One week later, the patient’s anterior chamber remained clear, IOP was again 8 mm Hg, and the keratic precipitates had resolved completely.
I had the patient discontinue the timolol maleate and began further tapering the prednisolone acetate. A follow-up visit in another week was pending at the time I authored this manuscript.
Posner-Schlossman syndrome, also known as glaucomatocyclitic crisis, is an uncommon, unilateral, and often recurrent condition in which a patient is subject to high IOP along with mild nongranulomatous anterior uveitis.1 As such, small to medium fine keratic precipitates are also common.
Since it was first described,2 there has been much debate about the exact cause of this condition. More recently, there has been considerable evidence for a viral cause, with one study finding over 50% of study participants with Posner-Schlossman syndrome to have cytomegalovirus (CMV) in their aqueous humors as detected by means of polymerase chain reaction.3
The mainstays of treatment include controlling high IOP and decreasing inflammation. Controlling high IOP is particularly important because recurrent bouts of high IOP may lead to optic nerve damage.
Having not seen a case of this condition since my resident days at the hospital in Brooklyn (coupled with the fact that this particular presentation was in the patient’s good eye), I had to stop and think for an extended moment before wrapping my head around proper management.
I took extra time in performing gonioscopy in order to ensure I hadn’t overlooked any obstructions. I was happy that this patient was relatively straightforward to treat and is doing well, and I appreciated the opportunity to revisit this uncommon and potentially damaging clinical ocular condition.
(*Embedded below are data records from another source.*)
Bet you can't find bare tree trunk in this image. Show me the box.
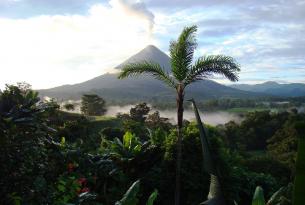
[175,84,184,205]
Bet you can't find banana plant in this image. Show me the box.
[189,99,225,205]
[115,180,158,205]
[292,122,305,205]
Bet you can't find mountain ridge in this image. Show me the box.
[39,45,268,102]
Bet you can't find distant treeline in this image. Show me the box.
[108,96,305,111]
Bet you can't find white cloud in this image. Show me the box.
[0,0,152,88]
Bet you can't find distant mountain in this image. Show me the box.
[230,81,305,97]
[39,45,260,102]
[115,45,171,71]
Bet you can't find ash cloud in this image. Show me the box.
[109,0,155,34]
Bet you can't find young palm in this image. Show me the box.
[119,26,240,205]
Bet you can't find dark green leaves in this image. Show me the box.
[169,26,197,81]
[185,55,240,85]
[118,61,176,88]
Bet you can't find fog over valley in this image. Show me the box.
[61,101,242,125]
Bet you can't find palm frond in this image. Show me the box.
[118,61,176,88]
[169,26,197,81]
[185,55,240,85]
1. Maruyama K, Maruyama Y, Sugita S, Mori K, Yokoyama Y, Sanuki-Kunimatsu S, Nakagawa H, Kinoshita S, Mochizuki M, Nakazawa T. Characteristics of cases needing advanced treatment for intractable Posner–Schlossman syndrome. BMC Ophthalmol. 2017 Apr;17(1): 45.
2. Posner A, Schlossman A. Syndrome of unilateral recurrent attacks of glaucoma with cyclitic symptoms. Arch Ophthal. 1948 Apr;39(4):517-535.
3. Chee SP, Jap A. Presumed fuchs heterochromic iridocyclitis and Posner-Schlossman syndrome: comparison of cytomegalovirus-positive and negative eyes. Am J Ophthalmol. 2008 Dec;146(6):883-889.e1.